More than anything, I value them for their great humanity, their understanding of the power of poetry to celebrate the importance of lives lost to history, tough work or a duff education system. To appropriate the ending of a wonderfully moving poem about a nurse, these poems, coming as they do out of the best motivations and the deepest artistic rigour, are The Real Thing.”
Winner of The Costa Award for Poetry
This is a fresh, nuanced and humane collection of poems with its eye and ear to the world – to the world of work in particular, and to the craft of survival. It is a wonderful and generous book. The poems welcome you in and hold your attention with their deftness, attentiveness and joy-in-making.

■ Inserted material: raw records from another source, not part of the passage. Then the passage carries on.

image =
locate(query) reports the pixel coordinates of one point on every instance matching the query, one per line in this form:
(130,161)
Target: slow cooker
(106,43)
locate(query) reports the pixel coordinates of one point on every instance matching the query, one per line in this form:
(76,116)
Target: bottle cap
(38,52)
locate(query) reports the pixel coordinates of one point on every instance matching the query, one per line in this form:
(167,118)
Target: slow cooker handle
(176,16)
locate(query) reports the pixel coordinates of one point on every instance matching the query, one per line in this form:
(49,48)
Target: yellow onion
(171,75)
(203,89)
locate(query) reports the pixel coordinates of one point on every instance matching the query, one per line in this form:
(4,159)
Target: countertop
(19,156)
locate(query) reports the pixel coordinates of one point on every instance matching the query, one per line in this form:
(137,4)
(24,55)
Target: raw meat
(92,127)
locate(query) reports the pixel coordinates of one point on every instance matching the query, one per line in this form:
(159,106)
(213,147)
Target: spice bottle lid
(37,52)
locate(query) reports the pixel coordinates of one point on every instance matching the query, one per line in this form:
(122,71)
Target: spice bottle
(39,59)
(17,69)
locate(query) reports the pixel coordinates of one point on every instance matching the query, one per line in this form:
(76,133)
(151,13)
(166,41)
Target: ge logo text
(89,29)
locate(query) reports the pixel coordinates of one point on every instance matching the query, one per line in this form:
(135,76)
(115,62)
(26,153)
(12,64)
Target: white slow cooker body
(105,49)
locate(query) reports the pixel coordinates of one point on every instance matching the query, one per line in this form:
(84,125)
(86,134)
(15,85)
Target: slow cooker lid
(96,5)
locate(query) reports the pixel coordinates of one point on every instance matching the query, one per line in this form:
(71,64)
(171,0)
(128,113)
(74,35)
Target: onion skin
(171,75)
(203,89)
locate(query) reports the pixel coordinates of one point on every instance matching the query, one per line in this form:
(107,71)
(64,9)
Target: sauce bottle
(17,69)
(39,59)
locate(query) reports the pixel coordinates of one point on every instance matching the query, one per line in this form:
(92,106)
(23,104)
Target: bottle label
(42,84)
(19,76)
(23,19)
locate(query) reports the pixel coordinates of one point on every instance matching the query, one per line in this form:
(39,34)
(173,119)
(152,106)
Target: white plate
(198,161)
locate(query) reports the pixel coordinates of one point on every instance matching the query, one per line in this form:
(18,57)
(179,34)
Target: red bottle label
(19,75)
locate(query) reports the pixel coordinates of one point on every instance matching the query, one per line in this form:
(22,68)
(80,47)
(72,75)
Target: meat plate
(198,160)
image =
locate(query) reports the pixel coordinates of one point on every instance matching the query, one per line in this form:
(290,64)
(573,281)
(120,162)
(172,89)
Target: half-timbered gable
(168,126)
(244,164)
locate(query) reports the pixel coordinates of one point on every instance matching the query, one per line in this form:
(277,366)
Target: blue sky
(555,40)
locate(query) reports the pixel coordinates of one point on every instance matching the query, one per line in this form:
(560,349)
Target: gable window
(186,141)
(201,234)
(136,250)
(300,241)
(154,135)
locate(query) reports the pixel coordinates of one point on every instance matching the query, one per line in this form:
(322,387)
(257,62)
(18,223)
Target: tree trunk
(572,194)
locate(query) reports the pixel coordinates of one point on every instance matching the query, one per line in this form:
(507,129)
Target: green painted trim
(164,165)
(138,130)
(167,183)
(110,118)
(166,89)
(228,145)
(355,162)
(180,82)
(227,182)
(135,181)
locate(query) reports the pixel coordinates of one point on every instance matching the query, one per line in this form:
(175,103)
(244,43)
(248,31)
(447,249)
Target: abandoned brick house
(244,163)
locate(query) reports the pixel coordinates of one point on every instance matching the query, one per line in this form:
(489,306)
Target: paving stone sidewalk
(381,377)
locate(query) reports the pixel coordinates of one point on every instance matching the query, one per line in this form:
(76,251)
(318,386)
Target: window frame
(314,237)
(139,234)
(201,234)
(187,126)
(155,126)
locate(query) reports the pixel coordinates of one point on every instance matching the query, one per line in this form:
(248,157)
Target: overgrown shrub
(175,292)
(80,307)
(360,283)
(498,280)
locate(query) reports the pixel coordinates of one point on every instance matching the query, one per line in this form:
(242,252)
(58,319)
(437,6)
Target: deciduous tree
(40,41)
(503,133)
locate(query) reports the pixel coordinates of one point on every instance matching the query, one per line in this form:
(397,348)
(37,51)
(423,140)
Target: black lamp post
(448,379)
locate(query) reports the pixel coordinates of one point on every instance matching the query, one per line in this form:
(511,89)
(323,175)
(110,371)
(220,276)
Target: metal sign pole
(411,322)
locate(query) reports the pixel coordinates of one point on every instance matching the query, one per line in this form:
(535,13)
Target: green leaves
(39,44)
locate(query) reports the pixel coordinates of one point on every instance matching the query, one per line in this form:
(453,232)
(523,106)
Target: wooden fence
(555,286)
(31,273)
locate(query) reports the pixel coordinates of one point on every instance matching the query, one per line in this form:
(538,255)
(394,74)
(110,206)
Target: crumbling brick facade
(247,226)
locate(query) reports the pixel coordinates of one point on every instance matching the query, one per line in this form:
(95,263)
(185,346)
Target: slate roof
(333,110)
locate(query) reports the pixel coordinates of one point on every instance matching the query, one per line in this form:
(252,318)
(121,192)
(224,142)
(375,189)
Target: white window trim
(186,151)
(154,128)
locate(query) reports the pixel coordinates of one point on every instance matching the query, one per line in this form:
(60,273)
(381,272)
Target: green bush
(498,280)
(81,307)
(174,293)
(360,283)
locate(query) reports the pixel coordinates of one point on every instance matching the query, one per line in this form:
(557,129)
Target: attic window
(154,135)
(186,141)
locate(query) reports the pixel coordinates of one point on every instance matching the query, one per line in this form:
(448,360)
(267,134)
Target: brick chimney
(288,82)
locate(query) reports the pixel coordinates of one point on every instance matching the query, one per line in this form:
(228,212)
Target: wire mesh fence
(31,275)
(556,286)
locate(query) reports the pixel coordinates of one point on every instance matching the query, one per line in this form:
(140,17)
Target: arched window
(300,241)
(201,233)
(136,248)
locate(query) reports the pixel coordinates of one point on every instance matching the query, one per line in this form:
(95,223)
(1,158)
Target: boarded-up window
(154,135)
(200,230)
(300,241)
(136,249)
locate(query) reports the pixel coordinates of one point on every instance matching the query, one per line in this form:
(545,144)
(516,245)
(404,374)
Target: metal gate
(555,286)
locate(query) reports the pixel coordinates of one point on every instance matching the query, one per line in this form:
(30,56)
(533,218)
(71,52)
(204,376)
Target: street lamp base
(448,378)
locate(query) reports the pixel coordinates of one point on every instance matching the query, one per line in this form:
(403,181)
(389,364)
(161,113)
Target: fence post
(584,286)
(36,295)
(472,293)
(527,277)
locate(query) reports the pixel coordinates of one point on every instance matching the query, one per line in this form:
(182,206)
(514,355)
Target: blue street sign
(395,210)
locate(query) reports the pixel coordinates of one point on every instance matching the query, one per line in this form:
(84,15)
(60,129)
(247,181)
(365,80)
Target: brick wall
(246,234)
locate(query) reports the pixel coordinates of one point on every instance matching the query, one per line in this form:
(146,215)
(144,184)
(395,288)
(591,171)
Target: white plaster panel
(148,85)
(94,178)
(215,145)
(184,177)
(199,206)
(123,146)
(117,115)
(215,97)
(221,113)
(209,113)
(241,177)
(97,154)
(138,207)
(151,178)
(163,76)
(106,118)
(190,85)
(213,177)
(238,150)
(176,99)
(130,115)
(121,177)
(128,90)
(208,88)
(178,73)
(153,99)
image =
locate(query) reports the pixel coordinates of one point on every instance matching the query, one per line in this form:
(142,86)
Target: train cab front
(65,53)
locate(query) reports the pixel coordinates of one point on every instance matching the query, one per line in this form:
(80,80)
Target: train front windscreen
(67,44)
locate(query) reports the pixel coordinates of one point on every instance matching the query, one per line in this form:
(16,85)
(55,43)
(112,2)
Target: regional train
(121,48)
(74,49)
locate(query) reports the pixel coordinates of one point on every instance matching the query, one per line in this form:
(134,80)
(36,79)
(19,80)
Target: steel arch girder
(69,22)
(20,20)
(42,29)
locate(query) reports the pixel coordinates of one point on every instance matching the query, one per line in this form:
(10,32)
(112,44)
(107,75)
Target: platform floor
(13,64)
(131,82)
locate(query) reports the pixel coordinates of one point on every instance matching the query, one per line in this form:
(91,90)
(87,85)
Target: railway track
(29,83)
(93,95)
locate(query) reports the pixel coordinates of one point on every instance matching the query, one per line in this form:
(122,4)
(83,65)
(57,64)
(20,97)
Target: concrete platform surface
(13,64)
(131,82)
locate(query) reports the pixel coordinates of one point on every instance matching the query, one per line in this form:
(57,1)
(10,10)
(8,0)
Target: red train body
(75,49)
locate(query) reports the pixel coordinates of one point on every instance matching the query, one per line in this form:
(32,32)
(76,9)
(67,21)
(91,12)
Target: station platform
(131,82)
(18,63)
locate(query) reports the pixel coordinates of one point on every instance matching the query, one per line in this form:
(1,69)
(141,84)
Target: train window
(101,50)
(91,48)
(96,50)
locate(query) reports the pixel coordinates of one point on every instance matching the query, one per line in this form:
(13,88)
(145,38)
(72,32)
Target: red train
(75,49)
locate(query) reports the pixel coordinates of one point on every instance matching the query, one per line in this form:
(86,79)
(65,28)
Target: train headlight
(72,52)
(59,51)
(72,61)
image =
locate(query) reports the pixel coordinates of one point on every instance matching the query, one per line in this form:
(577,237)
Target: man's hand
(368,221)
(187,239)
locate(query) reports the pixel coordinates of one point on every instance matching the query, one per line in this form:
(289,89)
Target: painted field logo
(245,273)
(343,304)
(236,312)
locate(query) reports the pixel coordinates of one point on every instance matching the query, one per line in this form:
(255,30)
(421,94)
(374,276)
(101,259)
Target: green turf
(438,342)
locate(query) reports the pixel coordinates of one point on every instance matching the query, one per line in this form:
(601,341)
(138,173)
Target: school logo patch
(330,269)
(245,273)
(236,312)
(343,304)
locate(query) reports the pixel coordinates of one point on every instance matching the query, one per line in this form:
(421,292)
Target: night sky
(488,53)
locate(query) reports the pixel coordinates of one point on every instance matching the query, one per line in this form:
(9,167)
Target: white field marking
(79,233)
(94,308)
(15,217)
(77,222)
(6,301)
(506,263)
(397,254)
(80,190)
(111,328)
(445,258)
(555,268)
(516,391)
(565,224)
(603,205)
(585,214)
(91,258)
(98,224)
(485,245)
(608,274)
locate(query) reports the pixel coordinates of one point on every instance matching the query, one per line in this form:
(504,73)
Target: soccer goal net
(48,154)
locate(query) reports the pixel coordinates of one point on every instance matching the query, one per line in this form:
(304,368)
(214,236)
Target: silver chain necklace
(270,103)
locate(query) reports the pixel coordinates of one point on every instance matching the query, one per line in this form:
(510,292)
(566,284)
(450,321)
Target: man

Winner of The Ted Hughes Award
An example poem… which to choose?!! … well… after the above from Jonathan Edwards:
How wonderful you are, bursting late
into this waiting room of politeness and fear
with its Hello/Country Life fantazines,
discreet fliers (‘How to Stay Positive’),
help groups, homeopathic diets
and Chapel “just along the corridor”
without apology showing everyone
with a ‘TA-DA!’ whisk of your ocelot
the ladder running up your inside thigh
announcing without tact or holdback
in a half Brummie half Jamaican accent
how lucky it was you wore knickers today,
taking by the hand one by one
the women in not quite convincing wigs
or bald as an egg or surreal woollen hats
towards what you call your ‘milking parlour’,
talking nineteen to the dozen so they hardly notice
being rigged up to the poison drips,
talking nineteen to the dozen about the daughter
you left (late again) at her first school,
managing even among the moon-faced
and eyebrowless to raise a smile,
fitting the needle so they hardly notice
how difficult it is now to find a vein.
In this palace of fake cheerfulness
with its wipe clean smiles and flower prints
and a chaplain who asks if there is anything
all morning I hear naughty laughter
billowing out from behind the screens
and think: yes, you are The Real Thing.